The datasheet for the optocoupler is divided in specification for the LED (input) and the phototransistor (output).
You should familiarize yourself with the basic idea of both devices.
Electronics terminology
I need to know how much voltage and intensity can I support with this optocoupler
There's no term "intensity" in electronics engineering. No one knows what you mean by that. That said, don't confuse \$ I \$ with "intensity", \$ I \$ is current.
Absolute maximum ratings (output)
\$ I_{C} \$ - Maxmimum current the collector withstands regardless of the voltage
\$ V_{CEO} \$ - Maximum voltage between collector and emitter with transistor open (simply put: no light shining on it) before voltage break-though
\$ V_{ECO} \$ - Maximum voltage between emitter and collector (reverse voltage, does not matter in proper operation)
\$ P_{TOT} \$ - Total power dissipation of the whole package (specifies the sum of the dissipated LED and the transistor power)
Phototransistor power
Under "Absolute Maximum Ratings" the power dissipation (\$ P_{C} \$) is specified as \$ 100mW \$. That is different combinations of collector-emitter voltage times the collector current. That might be \$ 50mA * 2V \$ or \$ 20mA * 5V \$.
The current and the collector-emitter voltage depends on the rest of the circuit. Assuming this test/example circuit:
Simplified: if the voltage \$ V_{cc} \$ were \$ 9V \$ and \$ R_{L} \$ were \$ 1k \$ the maximum current through the corrector would be \$ { 9V \over 1k } = 9mA \$. In practice the collector-emitter junction drops voltage, so the power would be \$ 0.5V * 9mA = 4.5mW \$ for example.
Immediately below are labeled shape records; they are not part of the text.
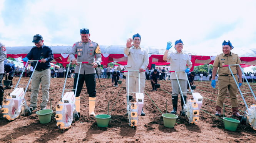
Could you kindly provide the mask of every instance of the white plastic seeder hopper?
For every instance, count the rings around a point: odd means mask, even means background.
[[[182,107],[183,110],[181,111],[181,116],[184,116],[187,117],[190,123],[196,124],[198,123],[199,120],[199,115],[200,110],[202,104],[202,96],[199,93],[194,93],[192,90],[190,84],[189,84],[187,73],[184,71],[170,71],[170,72],[174,72],[175,73],[176,78],[178,81],[178,84],[179,87],[180,91],[182,91],[181,87],[179,81],[179,79],[177,74],[177,73],[184,73],[186,75],[187,80],[189,85],[191,92],[181,92],[181,100],[183,100],[183,103],[185,103],[185,100],[183,97],[183,93],[191,93],[192,94],[192,98],[191,99],[187,100],[187,102],[184,104]]]
[[[64,63],[69,64],[67,71],[69,70],[70,63],[64,62]],[[88,63],[88,62],[77,62],[77,64]],[[65,90],[72,90],[74,89],[66,89],[65,86],[67,79],[68,74],[66,75],[65,81],[63,86],[63,89],[61,95],[60,101],[56,107],[56,114],[55,118],[57,122],[56,126],[60,129],[65,130],[68,128],[71,125],[71,123],[75,121],[78,120],[80,117],[80,97],[75,97],[77,92],[78,79],[81,70],[80,66],[76,86],[75,89],[75,93],[73,91],[67,92],[64,95]],[[76,104],[76,101],[78,103]]]
[[[145,72],[145,70],[144,70]],[[139,92],[130,93],[129,92],[129,83],[130,82],[129,76],[130,73],[138,72],[139,80]],[[128,78],[127,85],[127,113],[128,114],[128,119],[129,119],[129,125],[134,129],[136,129],[139,122],[139,115],[141,114],[141,111],[144,104],[144,94],[141,93],[141,86],[140,81],[140,73],[139,70],[133,71],[124,71],[123,72],[128,72]],[[131,100],[129,101],[129,93],[135,93],[136,95],[136,100],[132,98]]]
[[[40,62],[40,60],[28,60],[26,63],[20,78],[14,88],[14,90],[6,97],[5,100],[3,102],[2,111],[3,114],[3,118],[11,121],[18,118],[21,112],[21,115],[24,116],[28,116],[32,114],[32,109],[28,106],[24,96],[35,70],[32,73],[32,75],[29,78],[29,80],[27,85],[21,85],[19,83],[25,70],[26,69],[25,67],[27,67],[28,65],[28,62],[37,62],[37,63],[34,67],[34,69],[35,69],[38,62]],[[18,86],[25,85],[27,85],[25,91],[23,88],[18,88]]]
[[[251,94],[253,96],[253,98],[254,98],[254,99],[255,101],[256,101],[256,97],[255,97],[255,95],[253,93],[253,89],[250,86],[250,84],[248,82],[248,80],[246,78],[246,76],[245,76],[245,75],[244,75],[244,73],[243,72],[243,69],[241,67],[241,65],[245,65],[245,64],[242,63],[240,64],[224,65],[223,66],[228,67],[229,71],[231,72],[232,76],[233,76],[233,78],[235,80],[236,83],[236,86],[238,87],[238,90],[239,90],[239,92],[241,94],[241,96],[243,98],[243,101],[244,101],[244,104],[245,105],[246,109],[244,110],[244,113],[243,116],[241,118],[241,119],[239,119],[241,123],[243,124],[249,123],[253,130],[256,130],[256,105],[253,104],[251,105],[249,108],[248,107],[246,102],[244,99],[244,94]],[[232,72],[232,70],[231,70],[231,68],[230,68],[231,66],[237,67],[238,66],[239,67],[241,71],[242,71],[243,75],[246,80],[246,83],[247,84],[247,85],[248,87],[249,87],[249,88],[250,89],[251,92],[242,93],[242,91],[241,91],[241,90],[240,89],[240,87],[239,87],[238,81],[236,81],[236,78],[234,75],[233,72]],[[243,86],[244,86],[244,85],[243,85]]]

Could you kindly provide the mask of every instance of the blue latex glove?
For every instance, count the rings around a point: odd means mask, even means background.
[[[185,72],[186,72],[186,73],[188,73],[190,71],[190,69],[189,69],[189,68],[187,68],[187,69],[186,70],[185,70]]]
[[[240,86],[242,86],[242,83],[239,83],[239,84],[238,84],[238,86],[239,86],[239,87],[240,87]]]
[[[216,86],[216,81],[215,81],[215,80],[212,80],[212,83],[211,84],[211,85],[212,88],[215,88],[215,86]]]
[[[27,57],[25,57],[22,58],[22,60],[23,60],[23,62],[27,62],[28,60],[28,59]]]
[[[167,42],[167,45],[166,45],[166,50],[169,50],[169,49],[170,49],[172,47],[172,43],[170,41]]]

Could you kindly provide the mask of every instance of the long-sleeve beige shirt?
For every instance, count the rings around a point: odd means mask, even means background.
[[[177,51],[171,53],[167,56],[167,61],[170,61],[170,71],[184,71],[187,68],[187,65],[189,65],[192,64],[189,55],[182,51],[181,53]],[[187,80],[184,72],[178,72],[176,73],[179,79]],[[170,79],[177,79],[175,73],[171,73]]]
[[[126,70],[139,70],[142,68],[145,69],[149,65],[149,54],[146,49],[139,47],[137,49],[134,47],[130,48],[124,48],[124,54],[128,56],[128,61]],[[127,76],[127,73],[124,73]],[[146,78],[145,72],[140,73],[141,78]],[[130,72],[129,76],[138,77],[137,72]]]

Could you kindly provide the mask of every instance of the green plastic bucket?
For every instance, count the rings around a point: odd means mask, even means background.
[[[173,128],[174,127],[176,119],[178,118],[178,116],[173,114],[166,113],[162,114],[162,117],[164,119],[164,125],[167,128]]]
[[[231,131],[236,131],[240,121],[233,118],[224,117],[225,128]]]
[[[107,127],[109,122],[111,116],[107,114],[97,115],[95,116],[97,121],[97,125],[99,127]]]
[[[52,114],[53,110],[51,109],[39,110],[35,112],[39,119],[41,123],[47,123],[51,121]]]

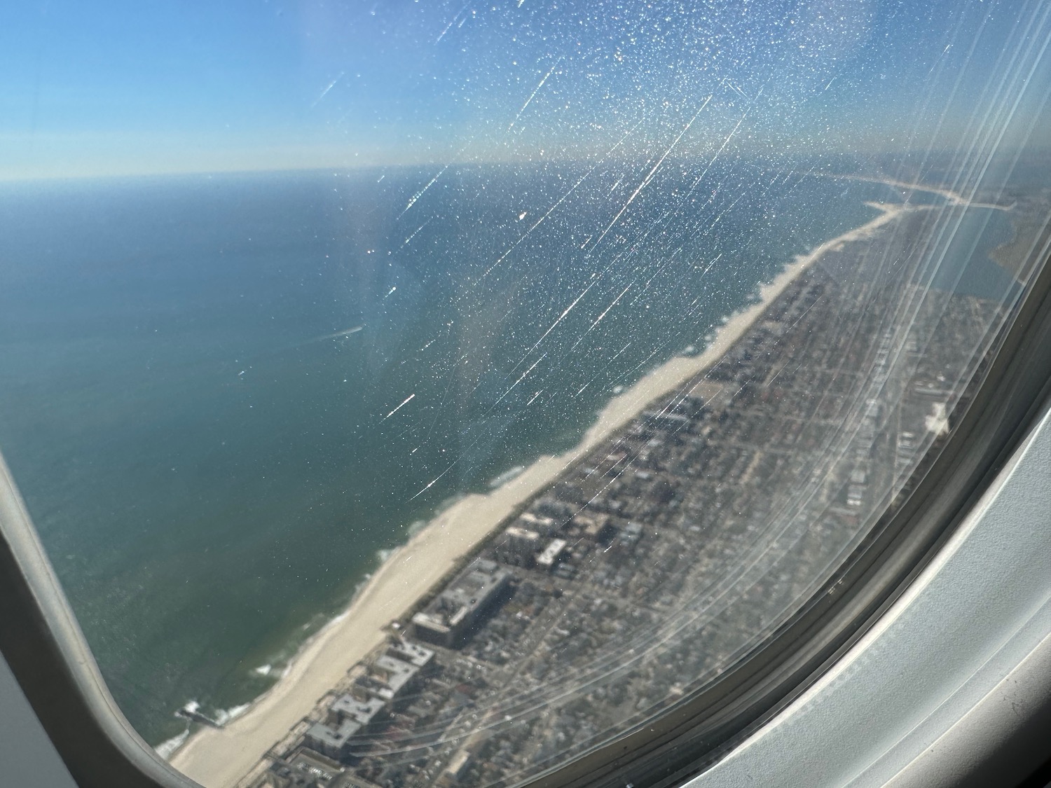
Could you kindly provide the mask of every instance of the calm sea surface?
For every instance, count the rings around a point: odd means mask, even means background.
[[[265,690],[413,523],[897,199],[703,165],[0,186],[0,445],[147,741]],[[983,215],[962,258],[1008,235]]]

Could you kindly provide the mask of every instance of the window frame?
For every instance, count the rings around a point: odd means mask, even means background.
[[[682,784],[810,687],[936,555],[1051,393],[1051,240],[966,412],[912,494],[815,601],[748,659],[664,716],[532,779],[529,788]],[[978,374],[982,374],[981,371]],[[131,728],[0,456],[0,652],[81,788],[194,788]]]

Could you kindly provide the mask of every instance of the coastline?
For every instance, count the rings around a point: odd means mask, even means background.
[[[899,215],[918,209],[898,204],[867,205],[878,209],[880,214],[822,243],[809,253],[798,255],[777,277],[760,288],[757,303],[727,318],[703,353],[673,357],[612,397],[577,445],[559,455],[541,456],[493,491],[467,495],[439,513],[407,544],[394,551],[347,610],[304,644],[285,675],[245,713],[224,728],[197,731],[170,758],[171,766],[207,788],[236,785],[275,742],[285,738],[310,713],[317,701],[341,682],[349,668],[382,643],[390,621],[412,607],[517,507],[635,418],[648,403],[684,386],[716,364],[769,305],[825,253],[862,241]]]

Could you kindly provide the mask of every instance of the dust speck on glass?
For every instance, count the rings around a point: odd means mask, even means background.
[[[509,786],[747,659],[1032,282],[1049,17],[14,9],[0,447],[136,730]]]

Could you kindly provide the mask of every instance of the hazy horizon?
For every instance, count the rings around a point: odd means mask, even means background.
[[[966,147],[1002,5],[23,5],[0,180]]]

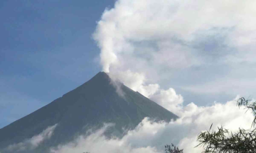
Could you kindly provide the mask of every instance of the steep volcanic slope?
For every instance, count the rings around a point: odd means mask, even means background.
[[[112,132],[122,136],[122,128],[134,128],[145,117],[166,121],[177,118],[139,93],[123,84],[120,86],[124,97],[117,94],[107,74],[98,73],[61,98],[0,129],[0,148],[23,142],[55,124],[50,139],[33,151],[24,152],[45,152],[50,147],[70,141],[89,128],[100,128],[103,123],[115,123]]]

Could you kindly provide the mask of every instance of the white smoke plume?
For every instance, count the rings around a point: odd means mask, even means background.
[[[148,97],[171,84],[252,94],[256,81],[241,71],[256,74],[255,6],[253,0],[118,0],[94,33],[102,70]]]
[[[120,140],[97,135],[100,139],[94,147],[104,145],[107,152],[120,152],[120,148],[121,152],[158,152],[173,142],[185,152],[200,152],[202,149],[193,148],[196,136],[211,123],[214,130],[250,128],[253,115],[238,109],[235,100],[183,106],[183,96],[171,86],[213,98],[216,94],[235,96],[254,91],[255,7],[253,0],[117,0],[106,9],[93,35],[102,70],[180,118],[160,123],[144,119]],[[209,101],[214,100],[206,103]],[[65,152],[65,147],[56,152]],[[96,151],[93,145],[81,148]]]

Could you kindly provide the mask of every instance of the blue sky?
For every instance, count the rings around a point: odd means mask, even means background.
[[[92,34],[114,2],[0,1],[0,128],[101,70]]]
[[[0,128],[102,70],[178,115],[255,97],[254,1],[1,1]]]

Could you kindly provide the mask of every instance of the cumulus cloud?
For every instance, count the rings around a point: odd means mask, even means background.
[[[238,109],[235,100],[184,106],[186,97],[174,89],[195,98],[212,94],[213,101],[221,94],[233,98],[253,94],[255,6],[253,0],[118,0],[106,9],[93,35],[101,50],[102,70],[180,118],[170,123],[146,118],[122,139],[101,135],[103,140],[95,144],[114,141],[111,152],[119,152],[120,147],[157,152],[173,142],[185,152],[200,152],[201,148],[193,148],[197,135],[211,123],[213,130],[220,125],[232,131],[250,128],[253,115]],[[87,141],[84,137],[80,142]],[[89,146],[84,149],[94,151]]]
[[[215,94],[208,82],[225,82],[220,93],[233,97],[241,91],[230,90],[230,79],[252,94],[244,84],[255,83],[245,74],[256,74],[255,6],[253,0],[118,0],[94,33],[102,70],[147,97],[159,86]],[[156,89],[148,91],[149,84]]]
[[[198,153],[202,148],[194,148],[198,144],[198,134],[223,125],[235,132],[239,128],[249,129],[254,116],[252,112],[245,113],[242,108],[236,106],[236,99],[225,103],[215,103],[208,107],[200,107],[191,103],[182,109],[181,118],[169,123],[153,122],[144,118],[134,130],[129,130],[122,138],[107,138],[104,132],[113,126],[107,124],[89,136],[81,135],[73,142],[51,149],[53,153],[71,152],[164,152],[164,145],[174,143],[184,152]]]
[[[20,151],[32,150],[37,148],[41,143],[48,140],[53,135],[54,130],[58,125],[55,124],[44,130],[39,135],[35,135],[18,144],[13,144],[5,149],[7,152],[18,152]]]

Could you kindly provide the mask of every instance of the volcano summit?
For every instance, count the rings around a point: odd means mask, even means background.
[[[105,72],[44,107],[0,129],[0,152],[48,152],[105,123],[106,135],[122,137],[146,117],[170,121],[178,116],[120,83],[120,96]]]

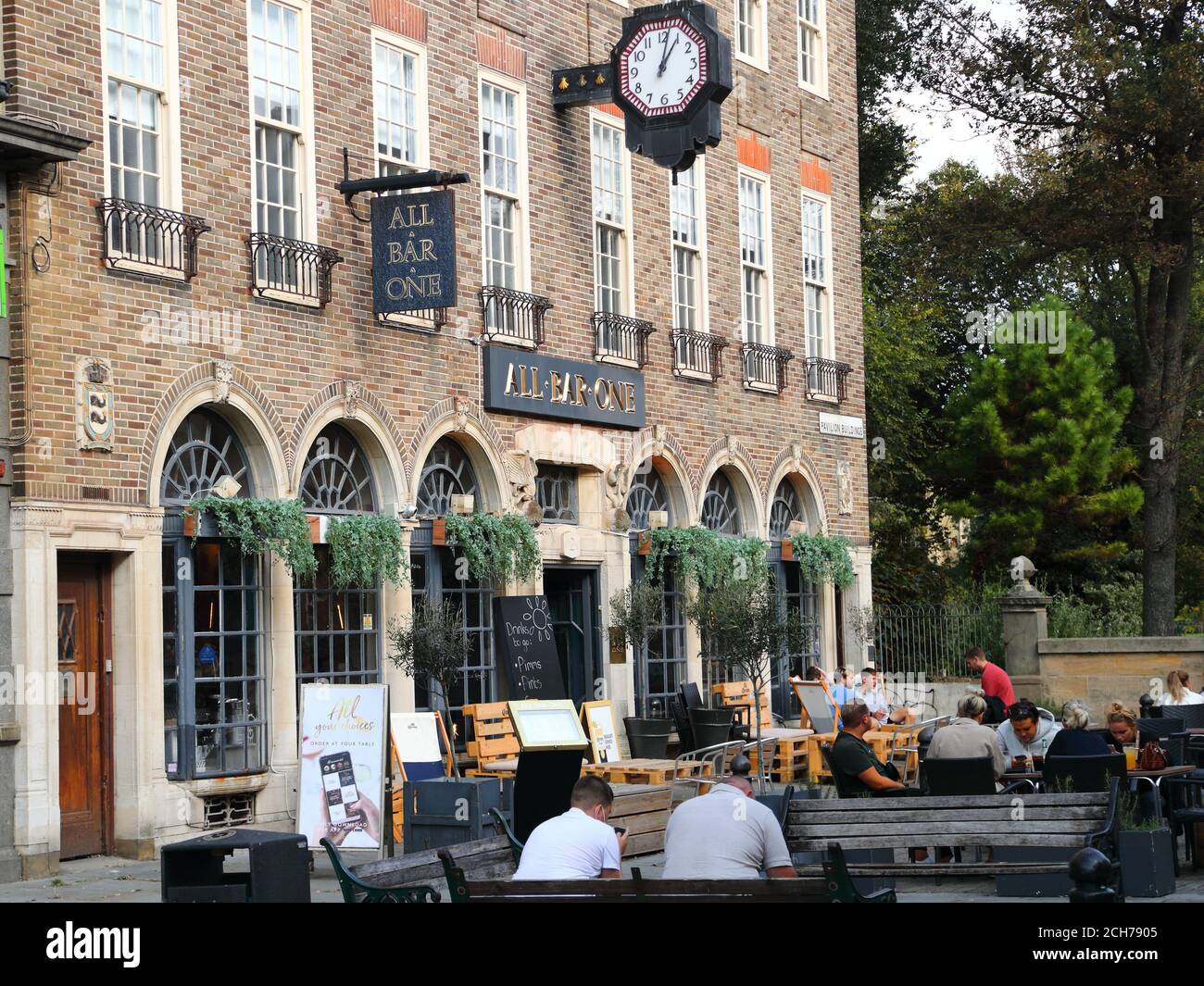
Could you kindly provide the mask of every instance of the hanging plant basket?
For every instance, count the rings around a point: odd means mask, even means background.
[[[244,555],[271,551],[294,575],[309,575],[318,568],[309,520],[300,500],[220,496],[194,500],[184,512],[184,532],[194,543],[205,514],[217,521],[218,536],[237,541]]]

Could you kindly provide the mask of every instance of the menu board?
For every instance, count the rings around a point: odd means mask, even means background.
[[[495,596],[494,639],[508,698],[568,697],[547,597]]]
[[[385,685],[301,686],[297,833],[342,849],[380,848]]]

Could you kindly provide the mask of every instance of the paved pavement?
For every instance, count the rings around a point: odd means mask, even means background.
[[[645,875],[660,869],[659,856],[638,861]],[[921,864],[922,866],[922,864]],[[627,867],[625,867],[626,869]],[[314,903],[340,903],[338,882],[325,858],[318,858],[309,884]],[[1008,903],[1025,899],[1031,903],[1060,903],[1061,898],[997,897],[993,880],[970,878],[908,879],[898,881],[901,903]],[[102,903],[158,903],[158,861],[137,862],[112,856],[95,856],[72,860],[61,864],[58,876],[43,880],[25,880],[17,884],[0,884],[0,903],[29,902],[102,902]],[[1185,869],[1179,878],[1175,893],[1149,903],[1204,902],[1204,870]],[[1144,903],[1133,901],[1133,903]]]

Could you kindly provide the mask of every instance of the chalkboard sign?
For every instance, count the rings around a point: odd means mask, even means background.
[[[496,596],[494,638],[509,699],[568,697],[544,596]]]

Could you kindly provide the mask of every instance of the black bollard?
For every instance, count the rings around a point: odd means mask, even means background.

If your \$ V_{cc} \$ were above \$ 35 V \$, then, no matter how tiny the collector current is (regardless of the collector resistor), you might already damage your phototransistor.
If you were to drive another transistor or a microcontoller input this should suffice. Directly driving a relay for example might already exceed the current rating for the phototransistor. You'd need to drive a power transistor instead then.
Regarding higher drive current see this related question for examples: Optocoupler driving 300mA continuously
LED power
The input is 6V and 60mA (is it right?).
Wrong. The specified \$ 6V \$ is the voltage the diode is supposed to sustain when voltage is applied in reverse. See Wikipedia for details on that. If you design your circuit properly this does not apply.
Take a look at the next page. The maximum forward voltage at \$ 20mA \$ current is specified as \$ 1.2V \$. That makes \$ 24mW \$ power dissipation for the LED.
Note that the maximum continuous current can be as high as \$ 60mA \$, as long as you do not drive the LED harder than that you should stay below the \$ 100mW \$ rating. Current and forward voltage are in a direct, exponential relation to each other (you can observe this in the "Forward current vs. Forward voltage" graph in datasheets).
I answered this question since it seems to be well defined, regardless of a possible X/Y situation. It might very well be the case that you don't need an optocoupler at all. You shall search first and possibly ask a specific question on how to achieve X instead.